Combining kidney organoids exposed to environmental conditions that mimic disease-related contexts (i.e. high glucose, AGEs, hypoxia) with the constantly evolving genome editing toolbox may allow us to perform site-specific recruitment of engineered chromatin regulators to modulate epigenetic marks at DNA regulatory elements under these experimental conditions. These approaches could improve our understanding of the function of the epigenetic marks that underlie kidney development and disease. Moreover, the combination of genome and epigenome editing tools in the organoid setting could help uncover novel molecular pathways associated with the genotypes detected by global analyses, including GWAS and EWAS, by elucidating genotype-epigenotype interactions.
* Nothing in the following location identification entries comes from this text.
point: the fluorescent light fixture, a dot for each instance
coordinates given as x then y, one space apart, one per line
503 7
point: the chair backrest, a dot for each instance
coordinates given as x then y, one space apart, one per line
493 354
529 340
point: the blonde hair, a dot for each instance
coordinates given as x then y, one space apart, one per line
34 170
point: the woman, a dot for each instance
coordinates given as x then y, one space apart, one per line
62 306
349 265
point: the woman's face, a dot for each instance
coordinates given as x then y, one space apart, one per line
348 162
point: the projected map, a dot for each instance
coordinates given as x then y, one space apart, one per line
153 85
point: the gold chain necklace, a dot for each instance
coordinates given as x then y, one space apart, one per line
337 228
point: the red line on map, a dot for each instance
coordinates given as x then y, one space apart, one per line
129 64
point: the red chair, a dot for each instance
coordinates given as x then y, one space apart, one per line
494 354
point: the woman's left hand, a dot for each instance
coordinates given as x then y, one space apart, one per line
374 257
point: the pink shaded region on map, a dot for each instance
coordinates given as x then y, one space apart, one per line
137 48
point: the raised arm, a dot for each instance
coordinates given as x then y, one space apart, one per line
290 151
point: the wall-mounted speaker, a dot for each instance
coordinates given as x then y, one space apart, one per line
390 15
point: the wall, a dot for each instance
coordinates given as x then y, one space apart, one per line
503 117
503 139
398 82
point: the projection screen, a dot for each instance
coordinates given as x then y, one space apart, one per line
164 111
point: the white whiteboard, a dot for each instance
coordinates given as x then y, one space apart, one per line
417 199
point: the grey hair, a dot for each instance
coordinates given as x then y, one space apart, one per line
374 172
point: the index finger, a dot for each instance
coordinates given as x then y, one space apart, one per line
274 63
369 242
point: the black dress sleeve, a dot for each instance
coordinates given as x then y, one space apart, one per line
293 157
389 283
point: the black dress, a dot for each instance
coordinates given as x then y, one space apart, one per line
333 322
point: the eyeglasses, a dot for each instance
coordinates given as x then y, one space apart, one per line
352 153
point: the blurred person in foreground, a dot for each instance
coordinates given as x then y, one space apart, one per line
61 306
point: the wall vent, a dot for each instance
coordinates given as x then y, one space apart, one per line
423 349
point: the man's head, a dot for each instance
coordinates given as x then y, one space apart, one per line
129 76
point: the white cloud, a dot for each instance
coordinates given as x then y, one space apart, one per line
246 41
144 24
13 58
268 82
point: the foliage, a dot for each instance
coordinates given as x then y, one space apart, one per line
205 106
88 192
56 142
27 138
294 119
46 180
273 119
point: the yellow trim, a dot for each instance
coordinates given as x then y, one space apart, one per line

In the past decades, several studies have demonstrated the impact of epigenetic modifications on renal disease and its progression towards CKD and ESRD, improving our understanding of these conditions. However, the development of innovative approaches for diagnosis, prevention and treatment of CKD represents a major challenge for the nephrology community. The emergence of GWAS has greatly expanded our knowledge of risk alleles related to CKD and ESRD. However, for most of the reported CKD-associated loci, the effects on disease pathogenesis remain unknown. Recently, researchers have shown that it is possible to recapitulate the development of renal cells from undifferentiated hPSCs derived from human embryos and from patients (iPSCs). Kidney organoids are an unprecedented in vitro cellular model that can help to unravel the molecular mechanisms driving kidney differentiation and, importantly, disease. The organoid technology represents a powerful tool that can pave the way towards the development of high-throughput systems for the screening of genetic variants, epigenetic modifications or changes in chromatin structure that drive renal disease. Kidney organoids may also help researchers bridge the translational gap for the implementation of genetic and epigenetic therapies into the clinic. Altogether, we hope that the next few years will bring us closer to a new era of knowledge, taking advantage of the application of genome editing tools and stem cell bioengineering for the identification of novel therapeutic strategies targeting the renal epigenome during disease.